As the global community works toward a treaty to eliminate plastic pollution, Africa is already taking proactive steps, according to the UN Conference on Trade and Development (UNCTAD).
Through UNCTAD’s SMEP programme, several East African nations are accelerating the shift toward a circular and regenerative economy. The East African Community (EAC) is reviewing a draft bill aimed at creating a regionally binding roadmap to phase out harmful single-use plastics.
The initiative seeks to eliminate cross-border gaps that can undermine national regulations, standardizing policies across Burundi, the Democratic Republic of the Congo, Kenya, Rwanda, Somalia, South Sudan, Uganda, and the United Republic of Tanzania. In addition to banning certain plastics, the draft legislation introduces Extended Producer Responsibility (EPR) rules, incentivizes sustainable materials, and provides measures to protect informal workers while integrating them into the formal waste economy.
“Plastic controls must be paired with business-enabling measures, supportive policy frameworks, sustainable finance and skills development,” said Abraham Korir Sing’Oei, a principal secretary at Kenya’s Ministry of Foreign and Diaspora Affairs (UNCTAD).
Across the continent, governments are moving beyond temporary bans and clean-ups, seeking to reform legal frameworks, markets, and supply chains to favor non-plastic alternatives, which could also serve as a new engine for industrial growth.
In West Africa, Ghana has launched a five-year implementation plan to reduce plastic packaging and make sustainable alternatives more commercially viable. This plan, the first of its kind in the region, was developed with guidance from the UK-funded Sustainable Manufacturing and Environmental Pollution [SMEP] Programme of UNCTAD.

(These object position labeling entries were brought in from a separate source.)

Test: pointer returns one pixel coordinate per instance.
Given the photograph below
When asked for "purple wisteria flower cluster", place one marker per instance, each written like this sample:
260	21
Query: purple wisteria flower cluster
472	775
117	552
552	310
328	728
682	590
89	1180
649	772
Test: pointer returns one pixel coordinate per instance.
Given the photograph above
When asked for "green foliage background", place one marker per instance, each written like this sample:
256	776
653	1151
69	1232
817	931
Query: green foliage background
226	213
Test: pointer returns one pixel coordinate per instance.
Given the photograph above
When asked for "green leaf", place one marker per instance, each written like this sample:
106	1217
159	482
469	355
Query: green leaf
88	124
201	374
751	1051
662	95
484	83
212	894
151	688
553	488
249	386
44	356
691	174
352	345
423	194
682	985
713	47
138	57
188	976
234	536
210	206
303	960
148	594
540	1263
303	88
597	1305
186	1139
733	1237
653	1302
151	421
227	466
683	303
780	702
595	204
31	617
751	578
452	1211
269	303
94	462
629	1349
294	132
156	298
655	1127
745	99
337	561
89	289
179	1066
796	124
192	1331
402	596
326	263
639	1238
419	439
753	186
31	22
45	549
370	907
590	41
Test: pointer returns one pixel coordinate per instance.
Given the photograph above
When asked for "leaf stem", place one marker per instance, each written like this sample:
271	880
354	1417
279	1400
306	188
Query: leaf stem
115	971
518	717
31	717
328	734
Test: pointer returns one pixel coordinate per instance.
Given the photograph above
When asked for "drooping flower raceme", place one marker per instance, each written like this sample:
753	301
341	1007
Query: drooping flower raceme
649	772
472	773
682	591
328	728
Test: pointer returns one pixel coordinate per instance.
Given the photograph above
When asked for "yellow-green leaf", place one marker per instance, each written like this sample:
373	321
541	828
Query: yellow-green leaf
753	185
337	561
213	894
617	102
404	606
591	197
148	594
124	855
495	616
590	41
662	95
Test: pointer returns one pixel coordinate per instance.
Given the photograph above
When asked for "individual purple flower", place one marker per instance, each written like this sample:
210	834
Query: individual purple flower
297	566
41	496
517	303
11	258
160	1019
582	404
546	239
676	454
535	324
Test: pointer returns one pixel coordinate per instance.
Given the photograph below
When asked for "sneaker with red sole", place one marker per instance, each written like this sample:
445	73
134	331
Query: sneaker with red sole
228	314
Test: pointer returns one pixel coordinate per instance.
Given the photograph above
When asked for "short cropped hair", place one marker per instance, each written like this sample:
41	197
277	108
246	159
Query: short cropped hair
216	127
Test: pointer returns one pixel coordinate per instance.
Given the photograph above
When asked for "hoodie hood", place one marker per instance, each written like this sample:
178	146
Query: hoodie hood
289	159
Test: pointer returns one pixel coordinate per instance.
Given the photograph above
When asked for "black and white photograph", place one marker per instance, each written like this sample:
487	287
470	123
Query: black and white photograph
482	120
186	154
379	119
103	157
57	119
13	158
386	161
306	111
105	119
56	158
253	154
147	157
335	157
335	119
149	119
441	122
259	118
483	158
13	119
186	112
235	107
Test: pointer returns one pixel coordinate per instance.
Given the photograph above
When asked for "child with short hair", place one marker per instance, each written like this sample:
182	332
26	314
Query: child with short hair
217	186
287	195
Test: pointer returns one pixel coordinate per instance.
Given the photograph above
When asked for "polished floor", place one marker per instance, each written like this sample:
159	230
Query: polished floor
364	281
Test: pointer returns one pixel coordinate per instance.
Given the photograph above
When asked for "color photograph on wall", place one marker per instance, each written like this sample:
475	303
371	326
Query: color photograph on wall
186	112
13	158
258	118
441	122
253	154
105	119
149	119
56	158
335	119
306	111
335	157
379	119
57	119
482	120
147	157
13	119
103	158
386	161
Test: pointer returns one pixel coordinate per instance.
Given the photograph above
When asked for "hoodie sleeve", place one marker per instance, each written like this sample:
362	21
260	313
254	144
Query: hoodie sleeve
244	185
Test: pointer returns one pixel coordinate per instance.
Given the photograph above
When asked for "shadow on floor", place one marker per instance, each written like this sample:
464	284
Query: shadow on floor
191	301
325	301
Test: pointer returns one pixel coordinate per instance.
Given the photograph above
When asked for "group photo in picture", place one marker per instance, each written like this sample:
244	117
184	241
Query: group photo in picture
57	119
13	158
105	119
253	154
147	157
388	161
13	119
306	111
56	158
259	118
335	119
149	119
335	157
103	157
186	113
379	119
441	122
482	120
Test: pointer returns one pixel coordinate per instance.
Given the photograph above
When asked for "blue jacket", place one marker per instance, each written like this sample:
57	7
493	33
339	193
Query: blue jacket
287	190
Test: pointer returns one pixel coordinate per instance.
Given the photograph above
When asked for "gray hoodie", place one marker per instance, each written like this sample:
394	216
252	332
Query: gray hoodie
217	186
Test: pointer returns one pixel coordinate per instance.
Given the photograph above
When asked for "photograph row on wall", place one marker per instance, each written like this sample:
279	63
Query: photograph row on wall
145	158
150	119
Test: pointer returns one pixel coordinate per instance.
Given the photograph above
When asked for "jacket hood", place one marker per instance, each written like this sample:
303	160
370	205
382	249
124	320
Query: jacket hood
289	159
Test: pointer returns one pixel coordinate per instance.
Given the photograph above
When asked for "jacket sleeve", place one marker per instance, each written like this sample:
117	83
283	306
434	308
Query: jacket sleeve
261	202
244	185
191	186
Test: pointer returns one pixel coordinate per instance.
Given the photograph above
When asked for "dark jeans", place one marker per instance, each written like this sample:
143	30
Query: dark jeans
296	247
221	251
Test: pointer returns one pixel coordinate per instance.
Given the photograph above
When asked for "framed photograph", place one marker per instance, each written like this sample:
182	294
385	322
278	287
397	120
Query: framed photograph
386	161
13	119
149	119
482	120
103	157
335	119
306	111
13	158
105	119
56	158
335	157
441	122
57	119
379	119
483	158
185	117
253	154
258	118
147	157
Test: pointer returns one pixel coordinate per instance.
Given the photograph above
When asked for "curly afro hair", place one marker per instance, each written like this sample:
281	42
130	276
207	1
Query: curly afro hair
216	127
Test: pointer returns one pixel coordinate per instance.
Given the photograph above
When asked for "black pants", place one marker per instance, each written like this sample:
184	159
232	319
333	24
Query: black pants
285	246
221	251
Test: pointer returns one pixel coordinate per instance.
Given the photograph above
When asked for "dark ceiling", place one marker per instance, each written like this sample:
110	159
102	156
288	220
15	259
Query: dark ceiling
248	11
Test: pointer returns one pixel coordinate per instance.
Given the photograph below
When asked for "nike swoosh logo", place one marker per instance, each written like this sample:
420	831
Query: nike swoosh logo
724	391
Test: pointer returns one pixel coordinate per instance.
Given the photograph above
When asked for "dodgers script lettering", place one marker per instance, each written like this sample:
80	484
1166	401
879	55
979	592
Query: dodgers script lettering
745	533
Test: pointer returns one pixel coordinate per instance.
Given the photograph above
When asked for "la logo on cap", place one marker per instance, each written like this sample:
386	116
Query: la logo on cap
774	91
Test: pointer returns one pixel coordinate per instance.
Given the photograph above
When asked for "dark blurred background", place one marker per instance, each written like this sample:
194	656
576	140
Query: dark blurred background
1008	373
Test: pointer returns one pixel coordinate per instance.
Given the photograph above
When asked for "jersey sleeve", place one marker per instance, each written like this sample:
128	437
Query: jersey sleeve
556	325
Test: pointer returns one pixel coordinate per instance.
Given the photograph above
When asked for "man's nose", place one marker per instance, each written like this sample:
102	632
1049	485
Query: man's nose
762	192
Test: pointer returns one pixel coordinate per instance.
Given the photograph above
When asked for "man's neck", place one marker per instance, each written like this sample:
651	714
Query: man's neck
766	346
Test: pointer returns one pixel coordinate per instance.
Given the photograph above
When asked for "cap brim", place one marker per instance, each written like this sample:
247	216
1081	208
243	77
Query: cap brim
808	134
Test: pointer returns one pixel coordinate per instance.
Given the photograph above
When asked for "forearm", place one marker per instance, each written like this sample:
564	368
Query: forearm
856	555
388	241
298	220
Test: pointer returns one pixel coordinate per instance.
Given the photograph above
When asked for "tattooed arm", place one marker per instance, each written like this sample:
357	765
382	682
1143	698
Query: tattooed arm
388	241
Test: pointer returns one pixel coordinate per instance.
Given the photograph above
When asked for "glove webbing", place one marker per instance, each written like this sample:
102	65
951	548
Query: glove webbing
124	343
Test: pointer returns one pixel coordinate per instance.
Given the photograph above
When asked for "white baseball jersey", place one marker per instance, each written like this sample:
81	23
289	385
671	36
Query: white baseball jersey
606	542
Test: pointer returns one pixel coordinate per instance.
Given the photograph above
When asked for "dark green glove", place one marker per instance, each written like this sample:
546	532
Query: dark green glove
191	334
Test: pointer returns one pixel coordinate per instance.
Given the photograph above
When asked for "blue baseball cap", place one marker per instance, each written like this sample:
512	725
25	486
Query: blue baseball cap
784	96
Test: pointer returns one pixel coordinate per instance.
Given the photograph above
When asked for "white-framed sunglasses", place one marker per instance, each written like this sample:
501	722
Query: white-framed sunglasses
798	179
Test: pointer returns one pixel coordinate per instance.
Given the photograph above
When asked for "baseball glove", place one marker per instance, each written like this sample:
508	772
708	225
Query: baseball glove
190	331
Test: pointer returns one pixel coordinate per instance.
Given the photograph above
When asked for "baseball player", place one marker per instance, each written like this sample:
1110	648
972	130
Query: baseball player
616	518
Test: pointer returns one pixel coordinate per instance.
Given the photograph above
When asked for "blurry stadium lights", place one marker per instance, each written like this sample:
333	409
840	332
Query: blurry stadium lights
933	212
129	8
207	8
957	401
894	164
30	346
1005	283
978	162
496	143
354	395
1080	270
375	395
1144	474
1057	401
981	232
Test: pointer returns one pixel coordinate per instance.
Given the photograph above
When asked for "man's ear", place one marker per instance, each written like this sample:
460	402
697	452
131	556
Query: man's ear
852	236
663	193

The blueprint aligns economic incentives, public procurement policies, and key performance indicators with Ghana’s broader industrial strategy. It is currently being piloted in sectors with the heaviest plastic use, including plastic mulch film, sachet water packaging, and carrier bags.
“This is a development strategy, not a waste strategy,” explained Ebenezer Laryea, a project director for SMEP in Ghana (UNCTAD).
The plan also links to forthcoming Extended Producer Responsibility [EPR] rules, positioning Ghana to compete in the emerging global circular bioeconomy. “We’re using plastics policy to drive broader industrial shift, rethinking how we trade and consume so that sustainability and the bioeconomy shape our path to economic growth,” Laryea added.
“Ghana’s transition provides an opportunity for both enhanced environmental protection and economic advancement, positioning the country as a hub for trade in plastic alternatives and natural substitutes,” said Larry Kottoe, Director of Ghana’s Environmental Protection Authority (UNCTAD).